The Issuer has filed a registration statement, including a prospectus and the Preliminary Prospectus Supplement, with the Commission for the offering to which this communication relates. Before you invest, you should read the prospectus and the Preliminary Prospectus Supplement in that registration statement and other documents the Issuer has filed with the Commission for more complete information about the Issuer and this offering. You may obtain these documents for free by visiting EDGAR on the Commission’s website at www.sec.gov. Alternatively, the Issuer, any underwriter or any dealer participating in the offering will arrange to send you the prospectus and the Preliminary Prospectus Supplement (or, if available, the prospectus supplement) if you request it by contacting Barclays Capital Inc. by telephone at 1-888-603-5847; BofA Securities, Inc. by telephone at 1-800-294-1322; Citigroup Global Markets Inc. by telephone at 1-800-831-9146; J.P. Morgan Securities LLC by telephone collect at 1-212-834-4533.
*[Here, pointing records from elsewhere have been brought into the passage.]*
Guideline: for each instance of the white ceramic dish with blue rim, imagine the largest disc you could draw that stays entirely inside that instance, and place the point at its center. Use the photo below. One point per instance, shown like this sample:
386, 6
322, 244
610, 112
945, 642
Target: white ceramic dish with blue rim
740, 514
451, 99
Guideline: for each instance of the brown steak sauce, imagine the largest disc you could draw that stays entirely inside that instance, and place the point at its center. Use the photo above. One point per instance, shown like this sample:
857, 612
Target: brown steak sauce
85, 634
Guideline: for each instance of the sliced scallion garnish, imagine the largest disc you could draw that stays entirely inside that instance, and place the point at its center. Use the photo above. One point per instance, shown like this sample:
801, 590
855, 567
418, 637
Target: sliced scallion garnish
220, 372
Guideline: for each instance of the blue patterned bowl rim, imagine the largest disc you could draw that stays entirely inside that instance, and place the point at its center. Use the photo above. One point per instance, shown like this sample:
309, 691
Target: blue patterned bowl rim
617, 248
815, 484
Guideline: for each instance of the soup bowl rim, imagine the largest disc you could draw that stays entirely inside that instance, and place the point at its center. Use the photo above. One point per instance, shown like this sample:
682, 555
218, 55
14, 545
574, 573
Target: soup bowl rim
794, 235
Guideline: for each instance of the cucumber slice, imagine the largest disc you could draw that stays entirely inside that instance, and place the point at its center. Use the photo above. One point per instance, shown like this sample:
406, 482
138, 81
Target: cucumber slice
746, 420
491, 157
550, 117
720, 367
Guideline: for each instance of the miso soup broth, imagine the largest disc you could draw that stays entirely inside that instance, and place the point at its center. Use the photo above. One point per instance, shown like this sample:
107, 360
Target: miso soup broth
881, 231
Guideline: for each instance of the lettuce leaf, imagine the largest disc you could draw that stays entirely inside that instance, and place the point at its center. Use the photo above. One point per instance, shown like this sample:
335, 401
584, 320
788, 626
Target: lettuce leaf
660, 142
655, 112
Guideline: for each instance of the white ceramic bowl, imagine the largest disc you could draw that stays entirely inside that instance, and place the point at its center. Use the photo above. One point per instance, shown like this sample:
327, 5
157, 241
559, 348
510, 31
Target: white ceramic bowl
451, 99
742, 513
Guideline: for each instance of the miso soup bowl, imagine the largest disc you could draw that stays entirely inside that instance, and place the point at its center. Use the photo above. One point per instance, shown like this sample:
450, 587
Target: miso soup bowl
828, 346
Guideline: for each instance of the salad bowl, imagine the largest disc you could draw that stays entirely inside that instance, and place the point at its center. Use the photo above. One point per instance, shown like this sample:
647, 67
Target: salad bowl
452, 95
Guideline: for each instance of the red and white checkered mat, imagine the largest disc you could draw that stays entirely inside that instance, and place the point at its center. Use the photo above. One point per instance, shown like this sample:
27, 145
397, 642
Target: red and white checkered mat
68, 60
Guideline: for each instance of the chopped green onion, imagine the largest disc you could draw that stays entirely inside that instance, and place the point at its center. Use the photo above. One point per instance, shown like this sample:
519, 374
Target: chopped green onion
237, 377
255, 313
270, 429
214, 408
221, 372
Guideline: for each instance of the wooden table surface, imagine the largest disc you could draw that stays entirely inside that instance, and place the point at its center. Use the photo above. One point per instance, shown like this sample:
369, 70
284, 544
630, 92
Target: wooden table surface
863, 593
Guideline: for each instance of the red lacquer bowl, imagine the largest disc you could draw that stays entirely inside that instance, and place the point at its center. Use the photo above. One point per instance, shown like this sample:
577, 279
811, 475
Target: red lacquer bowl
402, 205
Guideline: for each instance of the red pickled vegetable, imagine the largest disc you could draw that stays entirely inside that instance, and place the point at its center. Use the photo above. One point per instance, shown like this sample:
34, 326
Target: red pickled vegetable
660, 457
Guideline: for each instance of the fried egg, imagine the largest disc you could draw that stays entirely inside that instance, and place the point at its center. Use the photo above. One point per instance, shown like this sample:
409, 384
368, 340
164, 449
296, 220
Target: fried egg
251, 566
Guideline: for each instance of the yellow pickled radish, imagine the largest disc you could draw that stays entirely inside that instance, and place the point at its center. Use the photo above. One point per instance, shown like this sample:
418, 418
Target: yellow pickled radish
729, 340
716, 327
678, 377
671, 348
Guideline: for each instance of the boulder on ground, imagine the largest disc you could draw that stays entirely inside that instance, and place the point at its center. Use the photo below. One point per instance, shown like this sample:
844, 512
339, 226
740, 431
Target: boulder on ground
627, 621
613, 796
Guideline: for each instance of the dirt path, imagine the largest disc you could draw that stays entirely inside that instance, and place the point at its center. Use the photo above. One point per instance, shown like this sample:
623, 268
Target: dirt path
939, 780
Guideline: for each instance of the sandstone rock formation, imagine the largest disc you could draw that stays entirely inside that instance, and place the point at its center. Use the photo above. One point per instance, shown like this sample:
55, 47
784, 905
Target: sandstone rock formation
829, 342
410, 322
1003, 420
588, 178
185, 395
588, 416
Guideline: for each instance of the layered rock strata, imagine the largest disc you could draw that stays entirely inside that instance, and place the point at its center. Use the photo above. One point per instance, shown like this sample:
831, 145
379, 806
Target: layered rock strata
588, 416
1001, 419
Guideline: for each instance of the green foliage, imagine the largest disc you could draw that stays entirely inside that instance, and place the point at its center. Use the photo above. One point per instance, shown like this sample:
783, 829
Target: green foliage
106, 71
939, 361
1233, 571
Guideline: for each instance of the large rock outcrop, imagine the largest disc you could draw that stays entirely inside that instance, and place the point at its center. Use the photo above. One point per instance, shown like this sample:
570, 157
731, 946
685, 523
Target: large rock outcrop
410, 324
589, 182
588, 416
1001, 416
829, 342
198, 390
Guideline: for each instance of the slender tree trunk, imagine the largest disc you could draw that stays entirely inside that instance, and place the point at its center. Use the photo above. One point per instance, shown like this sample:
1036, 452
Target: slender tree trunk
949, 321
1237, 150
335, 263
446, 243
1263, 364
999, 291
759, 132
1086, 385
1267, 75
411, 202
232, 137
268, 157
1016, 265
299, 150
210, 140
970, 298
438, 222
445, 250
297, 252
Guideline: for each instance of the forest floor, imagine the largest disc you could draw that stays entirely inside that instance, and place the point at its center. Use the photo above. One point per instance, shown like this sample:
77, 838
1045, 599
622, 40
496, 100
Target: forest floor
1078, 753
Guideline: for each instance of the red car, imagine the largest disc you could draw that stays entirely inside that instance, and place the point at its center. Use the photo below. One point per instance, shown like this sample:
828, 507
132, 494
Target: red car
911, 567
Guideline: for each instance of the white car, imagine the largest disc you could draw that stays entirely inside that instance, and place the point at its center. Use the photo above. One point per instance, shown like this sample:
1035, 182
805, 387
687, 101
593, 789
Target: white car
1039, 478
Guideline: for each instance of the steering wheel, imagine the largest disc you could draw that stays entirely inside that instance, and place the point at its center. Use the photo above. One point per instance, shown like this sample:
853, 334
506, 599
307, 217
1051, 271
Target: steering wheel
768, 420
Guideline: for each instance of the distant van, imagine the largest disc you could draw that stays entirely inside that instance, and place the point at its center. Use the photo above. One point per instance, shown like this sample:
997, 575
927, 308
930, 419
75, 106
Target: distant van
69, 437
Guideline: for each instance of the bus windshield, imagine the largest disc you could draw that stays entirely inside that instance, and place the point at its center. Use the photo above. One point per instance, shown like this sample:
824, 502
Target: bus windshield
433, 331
** It is expected that delivery of the Notes will be made against payment therefor on or about the closing date specified herein, which will be the second business day following the date of pricing of the Notes (this settlement cycle being referred to as “T+2”). Under Rule 15c6-1 of the Exchange Act, trades in the secondary market generally are required to settle in one business day, unless the parties to any such trade expressly agree otherwise. Accordingly, purchasers who wish to trade Notes prior to the business day preceding the Settlement Date, by virtue of the fact that the Notes initially will settle in T+2 to specify an alternate settlement cycle at the time of any such trade to prevent a failed settlement. Purchasers of Notes who wish to trade Notes prior to the business day preceding the Settlement Date should consult their own advisors.

ANY DISCLAIMERS OR OTHER NOTICES THAT MAY APPEAR BELOW ARE NOT APPLICABLE TO THIS COMMUNICATION AND SHOULD BE DISREGARDED. SUCH DISCLAIMERS OR OTHER NOTICES WERE AUTOMATICALLY GENERATED AS A RESULT OF THIS COMMUNICATION BEING SENT VIA BLOOMBERG OR ANOTHER EMAIL SYSTEM.